No. Le quote restano e vengono trasferite agli eredi. Se mantenerle o venderle lo decidono loro. Non esiste una vendita forzata automatica da parte della banca.
Quanto si paga per ereditare un ETF in Italia?
Di solito poco o nulla per le famiglie. L’imposta di successione prevede una franchigia di 1.000.000 € per il coniuge e per ciascun figlio, con aliquota del 4 % solo sull’eccedenza. I fratelli hanno una franchigia di 100.000 € al 6 %, gli altri parenti il 6 % senza franchigia e i non parenti l’8 % senza franchigia.

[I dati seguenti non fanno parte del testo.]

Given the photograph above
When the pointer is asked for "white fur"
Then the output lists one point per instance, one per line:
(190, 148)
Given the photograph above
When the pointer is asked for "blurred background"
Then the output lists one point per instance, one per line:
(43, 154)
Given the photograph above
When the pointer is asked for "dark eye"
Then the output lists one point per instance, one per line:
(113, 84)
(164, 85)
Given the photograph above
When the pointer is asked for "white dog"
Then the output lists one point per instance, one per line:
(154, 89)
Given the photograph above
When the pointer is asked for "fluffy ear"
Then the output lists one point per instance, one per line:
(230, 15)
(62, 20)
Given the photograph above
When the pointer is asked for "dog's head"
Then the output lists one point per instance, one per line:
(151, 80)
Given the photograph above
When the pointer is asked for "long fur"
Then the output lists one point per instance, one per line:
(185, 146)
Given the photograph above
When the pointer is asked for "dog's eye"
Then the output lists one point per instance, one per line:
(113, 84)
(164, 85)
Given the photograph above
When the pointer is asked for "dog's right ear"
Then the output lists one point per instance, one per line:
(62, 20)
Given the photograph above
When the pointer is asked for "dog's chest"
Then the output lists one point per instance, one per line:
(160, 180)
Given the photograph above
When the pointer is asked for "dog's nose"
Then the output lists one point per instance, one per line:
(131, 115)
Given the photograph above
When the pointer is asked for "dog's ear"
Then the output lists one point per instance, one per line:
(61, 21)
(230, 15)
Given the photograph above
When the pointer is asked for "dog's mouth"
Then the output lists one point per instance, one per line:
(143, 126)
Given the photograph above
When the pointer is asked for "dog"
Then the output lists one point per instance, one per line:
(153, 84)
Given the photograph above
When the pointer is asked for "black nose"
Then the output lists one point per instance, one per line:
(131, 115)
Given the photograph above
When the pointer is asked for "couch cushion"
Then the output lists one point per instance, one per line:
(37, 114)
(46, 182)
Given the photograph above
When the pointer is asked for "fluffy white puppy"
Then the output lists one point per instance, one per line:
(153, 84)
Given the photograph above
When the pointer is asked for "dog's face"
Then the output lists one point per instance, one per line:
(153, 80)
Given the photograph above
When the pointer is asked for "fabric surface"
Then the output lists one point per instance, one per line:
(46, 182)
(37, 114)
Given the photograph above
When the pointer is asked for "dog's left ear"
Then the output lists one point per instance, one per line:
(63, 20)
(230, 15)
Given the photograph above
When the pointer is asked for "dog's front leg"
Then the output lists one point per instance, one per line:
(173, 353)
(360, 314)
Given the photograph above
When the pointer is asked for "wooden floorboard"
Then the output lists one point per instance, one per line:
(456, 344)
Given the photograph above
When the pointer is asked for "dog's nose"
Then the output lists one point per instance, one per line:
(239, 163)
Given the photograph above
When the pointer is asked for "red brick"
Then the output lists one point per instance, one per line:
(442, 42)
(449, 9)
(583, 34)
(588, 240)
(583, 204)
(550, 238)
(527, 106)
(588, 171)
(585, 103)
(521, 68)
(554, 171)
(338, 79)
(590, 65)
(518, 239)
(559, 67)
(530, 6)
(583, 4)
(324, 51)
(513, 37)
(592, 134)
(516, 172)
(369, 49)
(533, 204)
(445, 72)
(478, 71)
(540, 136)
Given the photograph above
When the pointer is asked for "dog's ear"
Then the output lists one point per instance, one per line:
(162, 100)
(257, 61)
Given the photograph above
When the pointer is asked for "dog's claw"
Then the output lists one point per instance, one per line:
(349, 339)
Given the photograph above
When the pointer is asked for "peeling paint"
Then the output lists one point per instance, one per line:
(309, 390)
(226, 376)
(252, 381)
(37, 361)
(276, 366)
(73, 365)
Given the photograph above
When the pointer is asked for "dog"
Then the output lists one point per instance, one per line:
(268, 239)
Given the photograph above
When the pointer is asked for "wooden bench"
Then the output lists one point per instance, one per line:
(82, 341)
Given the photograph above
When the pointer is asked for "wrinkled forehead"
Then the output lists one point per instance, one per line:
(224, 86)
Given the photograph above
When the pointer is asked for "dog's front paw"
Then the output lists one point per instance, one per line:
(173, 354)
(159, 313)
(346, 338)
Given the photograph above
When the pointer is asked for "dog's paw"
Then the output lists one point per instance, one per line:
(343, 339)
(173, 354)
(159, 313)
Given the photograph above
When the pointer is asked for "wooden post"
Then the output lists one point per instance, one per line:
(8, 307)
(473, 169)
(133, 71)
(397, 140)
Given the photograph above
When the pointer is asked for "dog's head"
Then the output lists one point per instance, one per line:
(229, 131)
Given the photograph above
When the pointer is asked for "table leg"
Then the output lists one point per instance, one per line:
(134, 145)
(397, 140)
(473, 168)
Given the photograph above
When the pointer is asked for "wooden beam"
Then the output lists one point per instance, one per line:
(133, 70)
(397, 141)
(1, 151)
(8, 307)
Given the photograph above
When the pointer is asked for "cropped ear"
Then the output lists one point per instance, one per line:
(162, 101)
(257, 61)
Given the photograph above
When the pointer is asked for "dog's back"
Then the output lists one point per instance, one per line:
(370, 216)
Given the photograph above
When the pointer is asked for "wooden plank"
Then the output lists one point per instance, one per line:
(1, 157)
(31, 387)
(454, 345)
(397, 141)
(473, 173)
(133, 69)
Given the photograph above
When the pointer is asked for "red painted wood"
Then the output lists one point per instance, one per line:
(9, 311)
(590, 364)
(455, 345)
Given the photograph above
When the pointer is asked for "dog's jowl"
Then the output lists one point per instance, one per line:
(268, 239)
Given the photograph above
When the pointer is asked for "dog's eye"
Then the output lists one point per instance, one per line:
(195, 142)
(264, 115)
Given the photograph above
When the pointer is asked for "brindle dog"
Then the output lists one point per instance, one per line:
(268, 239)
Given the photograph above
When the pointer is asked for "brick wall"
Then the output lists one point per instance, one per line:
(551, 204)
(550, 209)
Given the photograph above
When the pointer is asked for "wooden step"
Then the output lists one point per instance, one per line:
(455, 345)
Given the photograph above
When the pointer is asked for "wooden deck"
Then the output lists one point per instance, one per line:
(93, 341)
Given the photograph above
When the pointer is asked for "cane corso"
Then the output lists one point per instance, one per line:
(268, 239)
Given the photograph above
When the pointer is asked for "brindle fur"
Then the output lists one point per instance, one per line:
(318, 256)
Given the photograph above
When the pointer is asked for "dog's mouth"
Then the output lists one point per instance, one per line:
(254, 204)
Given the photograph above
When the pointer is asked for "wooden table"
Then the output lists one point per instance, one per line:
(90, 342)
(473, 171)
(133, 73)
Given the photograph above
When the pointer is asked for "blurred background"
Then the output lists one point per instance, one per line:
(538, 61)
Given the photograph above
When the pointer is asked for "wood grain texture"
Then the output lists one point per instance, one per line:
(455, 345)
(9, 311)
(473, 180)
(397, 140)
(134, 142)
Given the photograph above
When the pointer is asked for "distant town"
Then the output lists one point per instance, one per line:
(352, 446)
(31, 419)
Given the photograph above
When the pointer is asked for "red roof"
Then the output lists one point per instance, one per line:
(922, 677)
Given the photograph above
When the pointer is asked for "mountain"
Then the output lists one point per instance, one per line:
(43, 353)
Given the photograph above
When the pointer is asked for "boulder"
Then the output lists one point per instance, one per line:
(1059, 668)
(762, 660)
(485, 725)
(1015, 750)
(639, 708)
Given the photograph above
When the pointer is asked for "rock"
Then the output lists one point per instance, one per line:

Gli eredi pagano l’imposta sulle plusvalenze?
Non al momento dell’eredità: il trasferimento mortis causa è neutro. Quando però venderanno l’ETF, la plusvalenza sarà soggetta all’imposta sostitutiva del 26 %. È un’imposta distinta dall’imposta di successione.
Cosa succede se non ho un testamento?
Si applica la successione legittima e gli eredi devono presentare la dichiarazione di successione per accedere al portafoglio. Un testamento semplifica la divisione e riduce le possibili controversie tra gli eredi.